Question:
Three data sets are summarized in the histograms below.
Data Set A
Data Set B
Data Set C
Which set of data varies the most from its mean?
(A) Data set A
(B) Data set B
(C) Data set C
(D) The variability from the mean is the same for all three data sets.
Level:
Intermediate
The correct answer to this question is Option (C). There is considerable evidence that students have difficulty interpreting histograms and often treat them as if they had some of the properties of bar graphs. In particular, students often incorrectly believe that variability in histograms is represented by variability in the heights of the bars.

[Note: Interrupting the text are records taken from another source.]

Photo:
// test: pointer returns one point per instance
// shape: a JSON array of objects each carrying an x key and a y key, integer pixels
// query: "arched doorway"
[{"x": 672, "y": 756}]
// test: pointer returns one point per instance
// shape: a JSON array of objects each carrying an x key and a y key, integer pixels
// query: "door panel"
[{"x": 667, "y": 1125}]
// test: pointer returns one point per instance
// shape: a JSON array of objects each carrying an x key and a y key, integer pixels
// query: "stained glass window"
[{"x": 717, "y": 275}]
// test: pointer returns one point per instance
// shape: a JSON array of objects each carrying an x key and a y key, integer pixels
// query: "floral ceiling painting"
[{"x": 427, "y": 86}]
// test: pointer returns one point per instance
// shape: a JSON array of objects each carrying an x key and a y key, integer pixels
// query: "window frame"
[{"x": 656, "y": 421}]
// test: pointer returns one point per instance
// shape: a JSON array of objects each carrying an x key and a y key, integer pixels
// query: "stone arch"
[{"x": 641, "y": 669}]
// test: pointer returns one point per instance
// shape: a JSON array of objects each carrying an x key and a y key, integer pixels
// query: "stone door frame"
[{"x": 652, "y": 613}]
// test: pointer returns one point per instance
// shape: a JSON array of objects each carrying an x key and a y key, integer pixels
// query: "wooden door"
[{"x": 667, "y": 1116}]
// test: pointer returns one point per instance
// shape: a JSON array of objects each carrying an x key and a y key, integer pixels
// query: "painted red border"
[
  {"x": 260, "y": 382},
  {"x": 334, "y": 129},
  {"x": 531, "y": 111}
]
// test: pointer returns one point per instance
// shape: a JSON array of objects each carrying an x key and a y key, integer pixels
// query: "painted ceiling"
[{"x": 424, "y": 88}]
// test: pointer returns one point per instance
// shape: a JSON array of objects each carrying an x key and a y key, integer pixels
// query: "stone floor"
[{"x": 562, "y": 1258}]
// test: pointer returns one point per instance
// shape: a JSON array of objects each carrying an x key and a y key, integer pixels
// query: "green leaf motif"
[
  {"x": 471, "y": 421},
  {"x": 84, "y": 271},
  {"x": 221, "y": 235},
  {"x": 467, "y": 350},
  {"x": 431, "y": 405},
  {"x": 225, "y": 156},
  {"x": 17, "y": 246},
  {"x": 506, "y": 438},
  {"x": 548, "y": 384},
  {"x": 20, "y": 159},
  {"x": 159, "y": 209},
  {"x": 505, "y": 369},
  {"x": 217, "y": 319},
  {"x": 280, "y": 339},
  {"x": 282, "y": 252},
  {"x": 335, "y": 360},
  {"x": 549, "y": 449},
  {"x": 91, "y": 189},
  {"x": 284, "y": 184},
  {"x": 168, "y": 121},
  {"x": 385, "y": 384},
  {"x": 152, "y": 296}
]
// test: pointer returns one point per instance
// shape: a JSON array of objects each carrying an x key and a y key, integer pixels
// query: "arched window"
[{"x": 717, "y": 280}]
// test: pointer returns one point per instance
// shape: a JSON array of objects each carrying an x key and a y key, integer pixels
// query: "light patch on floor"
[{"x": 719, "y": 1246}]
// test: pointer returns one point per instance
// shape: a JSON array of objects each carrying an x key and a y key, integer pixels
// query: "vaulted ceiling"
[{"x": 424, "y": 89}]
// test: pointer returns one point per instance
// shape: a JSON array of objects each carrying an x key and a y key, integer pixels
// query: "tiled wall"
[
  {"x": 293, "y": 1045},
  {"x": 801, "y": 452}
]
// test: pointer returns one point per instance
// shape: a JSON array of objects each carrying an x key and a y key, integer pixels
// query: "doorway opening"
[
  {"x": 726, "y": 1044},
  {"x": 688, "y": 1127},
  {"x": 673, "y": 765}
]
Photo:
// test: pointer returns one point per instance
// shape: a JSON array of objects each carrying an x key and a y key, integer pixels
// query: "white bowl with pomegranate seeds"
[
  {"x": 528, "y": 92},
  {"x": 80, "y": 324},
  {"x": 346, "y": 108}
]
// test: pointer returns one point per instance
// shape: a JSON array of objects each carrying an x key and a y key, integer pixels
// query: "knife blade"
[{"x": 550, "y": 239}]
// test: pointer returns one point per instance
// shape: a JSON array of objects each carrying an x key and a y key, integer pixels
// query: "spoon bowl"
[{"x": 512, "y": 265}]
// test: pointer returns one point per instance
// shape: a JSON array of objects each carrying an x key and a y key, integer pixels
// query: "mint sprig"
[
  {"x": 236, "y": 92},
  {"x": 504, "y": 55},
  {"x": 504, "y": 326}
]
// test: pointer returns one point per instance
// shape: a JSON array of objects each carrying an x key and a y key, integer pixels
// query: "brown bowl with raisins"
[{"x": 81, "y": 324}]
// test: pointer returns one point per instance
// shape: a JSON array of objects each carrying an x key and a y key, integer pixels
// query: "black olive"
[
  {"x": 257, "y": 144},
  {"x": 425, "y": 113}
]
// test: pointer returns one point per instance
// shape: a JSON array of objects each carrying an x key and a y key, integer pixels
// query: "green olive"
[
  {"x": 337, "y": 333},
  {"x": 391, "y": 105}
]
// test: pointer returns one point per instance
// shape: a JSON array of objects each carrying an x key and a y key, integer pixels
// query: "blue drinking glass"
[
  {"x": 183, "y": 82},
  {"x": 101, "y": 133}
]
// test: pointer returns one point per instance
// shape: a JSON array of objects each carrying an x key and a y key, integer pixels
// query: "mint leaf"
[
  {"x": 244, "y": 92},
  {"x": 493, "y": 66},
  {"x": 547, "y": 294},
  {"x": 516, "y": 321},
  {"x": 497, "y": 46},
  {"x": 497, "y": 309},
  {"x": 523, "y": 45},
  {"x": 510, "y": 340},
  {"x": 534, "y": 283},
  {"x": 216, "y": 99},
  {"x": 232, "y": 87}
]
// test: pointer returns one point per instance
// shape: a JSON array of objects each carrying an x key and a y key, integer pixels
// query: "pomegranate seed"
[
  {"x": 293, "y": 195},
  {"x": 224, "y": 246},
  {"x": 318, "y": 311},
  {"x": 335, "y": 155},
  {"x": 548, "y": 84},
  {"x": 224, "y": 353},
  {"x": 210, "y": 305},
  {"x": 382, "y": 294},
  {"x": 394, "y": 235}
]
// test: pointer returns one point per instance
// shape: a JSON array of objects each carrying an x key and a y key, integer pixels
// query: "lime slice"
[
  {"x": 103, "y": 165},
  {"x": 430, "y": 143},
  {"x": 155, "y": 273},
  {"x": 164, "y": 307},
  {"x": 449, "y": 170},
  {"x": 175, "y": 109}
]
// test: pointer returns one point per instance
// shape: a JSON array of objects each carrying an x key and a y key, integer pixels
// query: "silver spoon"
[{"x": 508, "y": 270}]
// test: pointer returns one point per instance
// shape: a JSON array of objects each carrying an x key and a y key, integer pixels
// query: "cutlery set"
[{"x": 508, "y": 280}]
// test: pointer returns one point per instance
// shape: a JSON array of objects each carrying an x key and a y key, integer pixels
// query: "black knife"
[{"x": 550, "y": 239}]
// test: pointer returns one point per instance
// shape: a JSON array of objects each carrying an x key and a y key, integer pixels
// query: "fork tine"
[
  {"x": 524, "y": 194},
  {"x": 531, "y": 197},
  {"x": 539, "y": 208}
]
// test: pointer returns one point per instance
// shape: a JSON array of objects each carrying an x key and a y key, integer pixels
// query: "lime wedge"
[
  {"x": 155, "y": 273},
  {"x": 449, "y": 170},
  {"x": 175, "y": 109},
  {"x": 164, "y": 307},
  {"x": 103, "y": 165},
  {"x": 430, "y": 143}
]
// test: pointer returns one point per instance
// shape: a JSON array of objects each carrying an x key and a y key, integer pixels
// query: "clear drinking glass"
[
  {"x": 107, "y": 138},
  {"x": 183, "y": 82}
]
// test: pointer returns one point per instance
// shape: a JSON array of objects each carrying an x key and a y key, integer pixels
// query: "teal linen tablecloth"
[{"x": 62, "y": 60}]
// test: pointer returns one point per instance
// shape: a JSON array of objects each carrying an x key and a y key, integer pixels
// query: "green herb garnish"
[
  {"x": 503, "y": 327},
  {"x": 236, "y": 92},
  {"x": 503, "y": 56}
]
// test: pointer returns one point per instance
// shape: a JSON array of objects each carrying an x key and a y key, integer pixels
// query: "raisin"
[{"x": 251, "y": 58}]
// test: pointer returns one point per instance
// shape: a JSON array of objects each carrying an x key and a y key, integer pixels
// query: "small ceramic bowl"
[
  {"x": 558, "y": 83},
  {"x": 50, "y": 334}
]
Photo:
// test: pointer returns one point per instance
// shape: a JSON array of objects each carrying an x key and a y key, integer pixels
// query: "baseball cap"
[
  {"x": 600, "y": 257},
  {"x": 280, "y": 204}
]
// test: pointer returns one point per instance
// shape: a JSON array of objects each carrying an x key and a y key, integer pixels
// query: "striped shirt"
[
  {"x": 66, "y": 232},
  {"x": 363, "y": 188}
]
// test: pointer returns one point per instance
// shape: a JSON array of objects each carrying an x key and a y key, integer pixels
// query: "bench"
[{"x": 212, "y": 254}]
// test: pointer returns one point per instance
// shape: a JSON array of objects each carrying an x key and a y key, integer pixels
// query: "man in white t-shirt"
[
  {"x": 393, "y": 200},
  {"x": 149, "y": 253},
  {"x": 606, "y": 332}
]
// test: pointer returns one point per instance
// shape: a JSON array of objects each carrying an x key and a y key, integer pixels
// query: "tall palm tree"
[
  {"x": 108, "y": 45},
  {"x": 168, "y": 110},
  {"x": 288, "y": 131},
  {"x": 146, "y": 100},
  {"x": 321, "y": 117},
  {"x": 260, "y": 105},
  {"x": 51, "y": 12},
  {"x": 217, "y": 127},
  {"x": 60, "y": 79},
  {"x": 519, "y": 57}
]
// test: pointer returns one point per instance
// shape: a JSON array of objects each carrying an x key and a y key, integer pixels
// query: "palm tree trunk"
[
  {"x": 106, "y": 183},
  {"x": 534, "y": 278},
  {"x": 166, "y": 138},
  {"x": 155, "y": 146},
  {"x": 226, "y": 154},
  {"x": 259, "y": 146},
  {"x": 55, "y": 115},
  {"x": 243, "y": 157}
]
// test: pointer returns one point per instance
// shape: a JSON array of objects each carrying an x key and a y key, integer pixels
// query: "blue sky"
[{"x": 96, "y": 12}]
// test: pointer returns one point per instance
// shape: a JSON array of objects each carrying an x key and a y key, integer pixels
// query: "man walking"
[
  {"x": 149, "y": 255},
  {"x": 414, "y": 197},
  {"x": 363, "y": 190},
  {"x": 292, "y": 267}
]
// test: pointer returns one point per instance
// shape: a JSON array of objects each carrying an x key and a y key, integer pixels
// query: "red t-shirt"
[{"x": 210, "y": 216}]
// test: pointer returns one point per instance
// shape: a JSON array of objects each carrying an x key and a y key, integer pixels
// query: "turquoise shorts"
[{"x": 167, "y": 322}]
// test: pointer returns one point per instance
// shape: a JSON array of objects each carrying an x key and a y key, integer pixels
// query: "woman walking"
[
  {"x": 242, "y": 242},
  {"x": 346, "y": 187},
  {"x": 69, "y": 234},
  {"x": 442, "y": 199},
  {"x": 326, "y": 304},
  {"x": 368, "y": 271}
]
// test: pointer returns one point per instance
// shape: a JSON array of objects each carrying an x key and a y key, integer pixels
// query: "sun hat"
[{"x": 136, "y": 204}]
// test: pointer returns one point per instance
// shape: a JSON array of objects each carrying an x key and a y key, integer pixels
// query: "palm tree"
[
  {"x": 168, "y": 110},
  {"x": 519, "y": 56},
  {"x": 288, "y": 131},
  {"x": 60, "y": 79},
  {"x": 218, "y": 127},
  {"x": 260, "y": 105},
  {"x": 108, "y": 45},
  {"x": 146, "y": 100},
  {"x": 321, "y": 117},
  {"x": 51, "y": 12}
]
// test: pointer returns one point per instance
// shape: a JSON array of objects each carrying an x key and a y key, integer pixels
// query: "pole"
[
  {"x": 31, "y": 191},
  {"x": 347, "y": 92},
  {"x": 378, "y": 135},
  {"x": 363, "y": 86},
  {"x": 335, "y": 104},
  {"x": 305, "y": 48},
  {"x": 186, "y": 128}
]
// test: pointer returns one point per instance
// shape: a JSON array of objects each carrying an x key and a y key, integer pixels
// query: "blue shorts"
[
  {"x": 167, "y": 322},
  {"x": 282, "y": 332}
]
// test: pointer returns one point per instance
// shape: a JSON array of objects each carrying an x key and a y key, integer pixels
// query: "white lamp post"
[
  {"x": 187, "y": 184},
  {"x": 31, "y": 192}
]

Certain histograms with “extreme” features may be useful for illustrating how variability is represented; e.g., a dataset with no variability (all observations are equal) would be displayed as a single tall bar in a histogram. A dataset with a tremendous amount of variability would consist of two bars in a histogram separated quite far from each other; the mean would be between them, with no observations nearby. Adding observations between the two extreme bars would serve to decrease variability because these new observations would be closer to the mean. Histograms (B) and (C) are less-extreme versions of the aforementioned histograms.
The true order of the histograms - from varies most to varies least - is (C), (A), (B). Data from this question and other similar questions suggest that students incorrectly believe that (A) is the least variable because all of the bars are the same height.